The previous season, it was Oklahoma City’s addition of Jordan Eberle, Taylor Hall and Ryan Nugent-Hopkins during the NHL’s work stoppage that eliminated top-sox roles at the AHL level, relegating him to ECHL Stockton.

“I was coming off a good year and was ready to play a big role,” he said. “It was hard to take, and I wasn’t the happiest guy in the world. I didn’t want to be (in the ECHL) at first, but I figured if it was going to be for two or three months during the lockout I should try to do something about it.”

Since the lockout ended and he joined one of the Barons’ top lines with Mark Arcobello and Jonathan Cheechoo, Cornet has 37 points (16g, 21a) in his last 53 games. Daniels has already praised his experience, work along the offensive boards and willingness to score the gritty goals, things he already knew well from having watched Cornet play within the same division as the Checkers for the last two seasons. In fact, all three of Cornet’s AHL clubs currently call the West Division home.

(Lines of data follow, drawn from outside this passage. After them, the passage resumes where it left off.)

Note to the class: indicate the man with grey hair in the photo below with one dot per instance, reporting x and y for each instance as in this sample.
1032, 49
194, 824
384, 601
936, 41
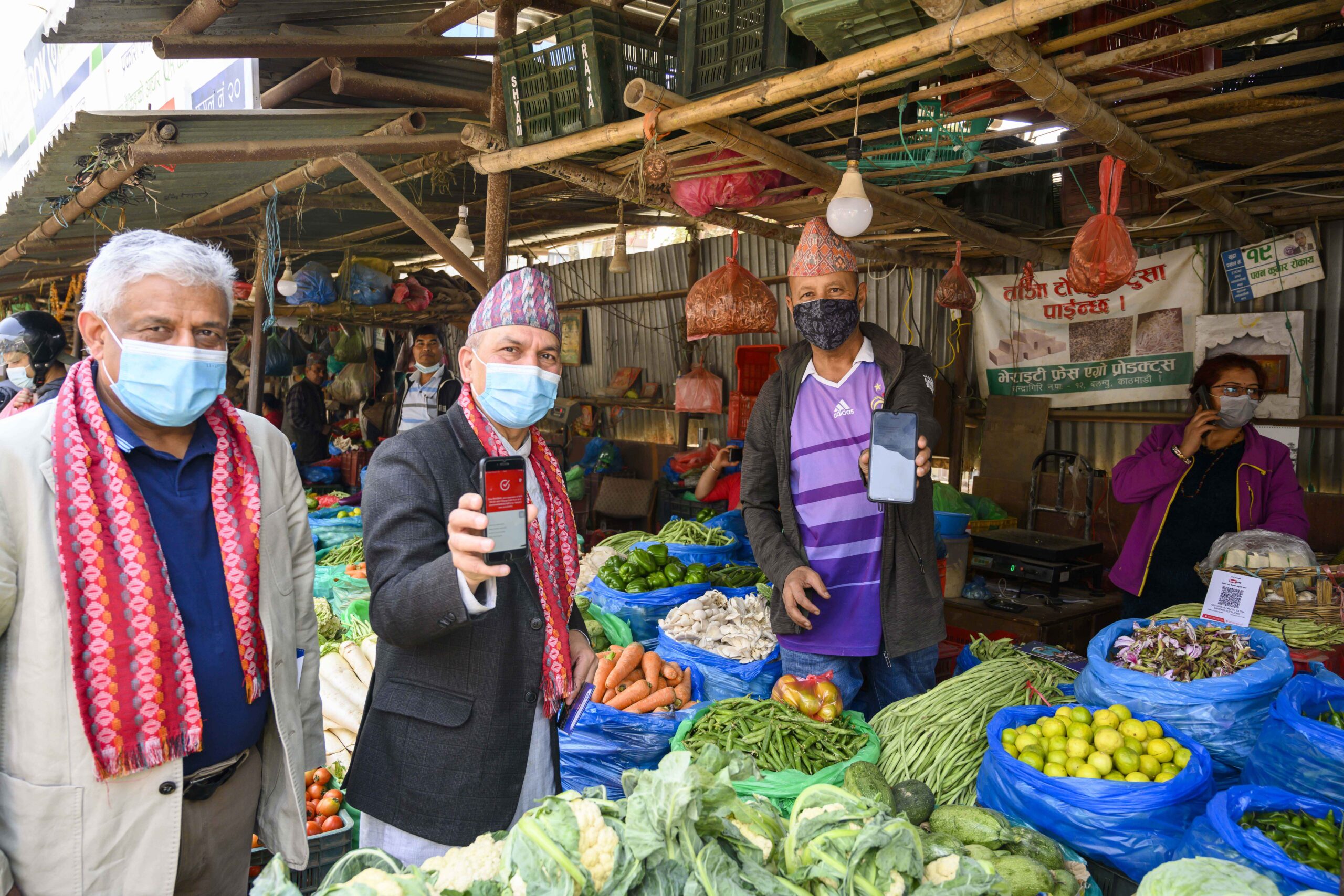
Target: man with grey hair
156, 609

“It’s funny how that worked out,” said Cornet. “Maybe it’s because they’re the teams that have seen me play most often.”

PENALTY-KILLING TROUBLE

The Checkers’ penalty kill has struggled for much of the season, including Wednesday, when it gave up two goals on five opportunities. That game marked the seventh time that Charlotte has given up multiple power-play goals in the same game, dropping it to 28th in the league at 76.7 percent.

On Wednesday’s winning goal, it took just 18 seconds for Norfolk to capitalize on a delay-of-game call against Brett Sutter.

“It’s just the little things like getting the puck out when we get it on our stick, blocking a shot or making better reads,” said Daniels. “Both goals on Wednesday were more of a system thing where we made bad reads, but a lot of these guys have gotten it done for us in the past so we’ll keep working on it.”

To that point, the struggles have been surprising given that the Checkers return many of the same players who contributed to the team’s third-place finish (86.5 percent) last season. Nicolas Blanchard, Sean Dolan, Brett Sutter and Chris Terry up front and Michal Jordan and Rasmus Rissanen have all been available for most, if not all, of the season to this point.

“We’ve just got to be more focused all game long,” said Blanchard. “In the past we were doing really good, and the main thing now is to kill those penalties near the end of the game and when the game is tied. I think we have to take it personally and have pride in that. We need to get back on the same page.”

“It’s a funny thing,” said Daniels. “We have guys that take pride in it and believe they can get it done, but they’re going to have to start doing that.”